How will the applicant be able to guide the two children in their formative years from far away Israel?  It should be noted with regard to the requirement for a parent to provide a child with education that education is not a preserve of the classroom.  Regular interaction between parent and child is a form of education and a practical form  at that.  A lot of learning gets acquired by children through interaction with their parents, and that is where role models play an important part.  The reports of the Director, Children’s Services are, instructively, to the effect that no parent-child relationship seems to have been established between the applicant and the children.  Yet this is a condition precedent.  How will it ever take place, given the distance involved?

Applicant’s counsel also drew this court’s attention to Nairobi High Court Adoption Cause No.139 of 2003 (supra), as a persuasive but not binding authority.  All I want to say about it is that it is distinguishable from the cases before me as in that case the applicant wanted to take the child along with her to the U.S.A and live with the child there.  The present cases seem to be ones of technical adoptions, otherwise the children will continue to live in Kenya under the custody, care and control of someone other than the applicant while the applicant basically carries on with her normal life in Israel.  This sounds like a new adoption concept.

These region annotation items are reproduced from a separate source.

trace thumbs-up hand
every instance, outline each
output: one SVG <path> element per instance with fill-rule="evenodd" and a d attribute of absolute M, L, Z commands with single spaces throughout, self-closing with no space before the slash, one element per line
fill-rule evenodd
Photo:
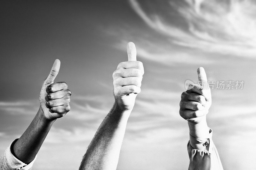
<path fill-rule="evenodd" d="M 114 94 L 116 106 L 122 111 L 131 110 L 135 98 L 140 92 L 143 64 L 136 59 L 136 48 L 132 42 L 127 44 L 128 61 L 122 62 L 113 73 Z"/>
<path fill-rule="evenodd" d="M 212 96 L 206 74 L 203 67 L 197 69 L 200 85 L 193 84 L 182 93 L 180 103 L 180 115 L 188 121 L 200 123 L 209 112 Z"/>
<path fill-rule="evenodd" d="M 65 82 L 53 83 L 59 73 L 60 62 L 56 59 L 43 84 L 39 96 L 40 107 L 45 117 L 52 120 L 64 116 L 70 110 L 71 92 Z"/>

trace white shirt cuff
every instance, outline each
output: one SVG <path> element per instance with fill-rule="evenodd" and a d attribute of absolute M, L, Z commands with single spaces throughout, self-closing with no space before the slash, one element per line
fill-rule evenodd
<path fill-rule="evenodd" d="M 209 134 L 207 138 L 198 138 L 189 135 L 189 142 L 194 149 L 206 151 L 211 154 L 212 151 L 212 130 L 209 128 Z"/>

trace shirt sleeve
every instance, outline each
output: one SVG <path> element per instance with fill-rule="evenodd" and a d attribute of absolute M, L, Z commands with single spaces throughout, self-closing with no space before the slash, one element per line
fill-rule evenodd
<path fill-rule="evenodd" d="M 6 149 L 4 153 L 0 157 L 0 170 L 14 170 L 20 169 L 22 170 L 30 170 L 32 166 L 36 159 L 37 155 L 32 161 L 27 164 L 20 160 L 12 153 L 11 147 L 13 147 L 14 143 L 18 139 L 13 140 L 8 148 Z"/>
<path fill-rule="evenodd" d="M 210 128 L 208 138 L 189 136 L 188 152 L 189 158 L 189 170 L 223 170 L 217 149 L 212 140 L 212 130 Z"/>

The cases under consideration raise serious issues of adoption policy as well as ethical issues and Kenya’s Director of Children’s Services was justified in withholding recommending the proposed adoptions.  This is not to say the Director’s recommendations are binding on the court – far from it.  They are merely persuasive.  However, the concerns emerging from the two applications are too serious to be ignored.

In view of the foregoing, it is my unpleasant duty to decline to authorize the adoption applications under consideration and the same are hereby dismissed.

Orders accordingly.

Delivered at Nairobi this 17th day of November, 2006.